In May, the U.S. Census Bureau reported that non-white births in 2011 had outnumbered Caucasian births for the first time. Perhaps the fact that reaction to the news was largely muted can be viewed as a sign of progress. There was a time when such a headline would have provoked a firestorm of fear-mongering amongst the conservative protectors of white Christian America, especially during a presidential election year.

But there were no Mitt Romney soundbites about the assault on ‘our heritage.’ No ominous Ron Paul pronouncements about the coming ‘demographic winter.’ One would have to journey to the fever swamps of the internet to find what would have been mainstream only a few years ago. That is not to say that white resentment has faded away, or that the GOP has any qualms about manipulating said resentment. Far from it.

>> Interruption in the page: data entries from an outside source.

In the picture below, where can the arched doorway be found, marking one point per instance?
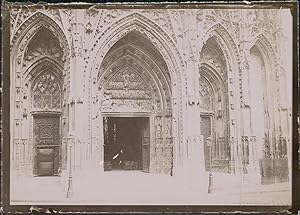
(134, 89)
(40, 93)
(214, 106)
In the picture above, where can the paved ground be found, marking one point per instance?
(133, 187)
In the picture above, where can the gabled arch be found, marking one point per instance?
(30, 27)
(150, 30)
(163, 44)
(40, 65)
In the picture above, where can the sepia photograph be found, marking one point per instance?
(146, 106)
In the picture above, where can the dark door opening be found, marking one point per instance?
(206, 132)
(46, 145)
(126, 143)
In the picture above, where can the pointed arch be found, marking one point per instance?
(147, 28)
(163, 44)
(266, 49)
(30, 27)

As the generations born post-Jim Crow have matured into adulthood and taken their role as the drivers of American culture and attitude, the old George Wallace style racism has become somewhat passé. In its place, xenophobia—always a presence in American culture—has taken the forefront and given a whole new era of white people a brown menace to fear.

Anti-immigrant ideology so dominates the current incarnation of the Republican Party that Rick Perry’s failure to properly tow the nativist line became the death knell for his once-formidable candidacy, when he suggested educating the children of undocumented immigrants was not only good public policy but also the kind of behavior expected of a compassionate society.

Appearing at the Latino Coalition’s Annual Economic Summit recently, Mitt Romney neglected to even utter the word ‘immigration.’ One can appreciate his dilemma. Either maintain some level of consistency with the stances he took in the primary and blow another hole in the Romney Campaign’s rapidly sinking chances with Latino voters or speak to the type of rational policies that would be well received by Latino business leaders and subsequently face the fire-breathing wrath of the xenophobic Republican base.

Romney finds himself the prisoner of the devil’s bargain made as part of Nixon’s ‘Southern Strategy,’ when Lee Atwater discovered how to harness the electoral power of white resentment and fear for Republican gain. At the time, the so-called ‘silent majority’ manifested as an easily manipulated beast, readily controlled with frightening images of Willie Horton and dark tales of beastly, drugged-out welfare recipients living like royalty on the taxpayer’s dime. Rarely did political strategy conflict with policy agenda.

But now, as cheap immigrant labor has become a cornerstone for the economic system built by the Reagan revolution, the shamefully powerful force of white resentment has become a double-edged sword, a fact demonstrated in the fallout from anti-immigrant legislation passed in Georgia last year. Hailed as a great victory for nativist forces, the policy quickly turned into a fiasco as Georgian farmers were unable to find sufficient labor during harvest time. A report commissioned by the agribusiness sector and completed by the University Of Georgia estimated Georgia’s economic losses at close to $400 million.

In addition to causing headaches for the corporations and contractors whose profits largely depend on inexpensive labor, the nativist agenda isn’t exactly winning the hearts and minds of Latino voters. Recent polls give President Obama a crushing 30-point lead over Mitt Romney in that particular demographic. And as the ethnic makeup of American society continues to become more brown, the long-term future does not appear bright for a party beholden to white resentment.

And yet, as we were treated to the grotesquely entertaining spectacle of the GOP primary—and its endless debates—over the past few months, one couldn’t help but feel Atwater’s craven spirit hovering over the proceedings as each candidate attempted to outdo the other in nativist sentiment.

Highlights included Rick Santorum telling a Puerto Rican newspaper that to obtain statehood, they would have to comply with a (nonexistent) federal statute by making English their “principal language.” Then there was Michele Bachmann gleefully contemplating denying education and medical care to the children of undocumented immigrants. And Herman Cain, the first non-white GOP candidate for president, shoring up his bona fides among white voters with jokes about a death-dealing electric fence along the Mexican border.

It can be safely argued that the white resentment voting bloc is a creature whose days are numbered. Between the changing demographic landscape of the American population and the increasing number of Caucasians who are genuinely not terribly concerned about ethnicity, Republicans are finding the backlash that comes from pandering to racial animosity is increasingly outweighing the payoff.

The unfortunate truth is that racism—in all its variations—will be part of the American cultural fabric for some time to come. Ignorant attitudes and ideas will continue to spew forth from small-minded people in offices and backyards all across this vast nation. But it would at least appear the use of racism as a political weapon is a tactic rapidly diminishing in effectiveness.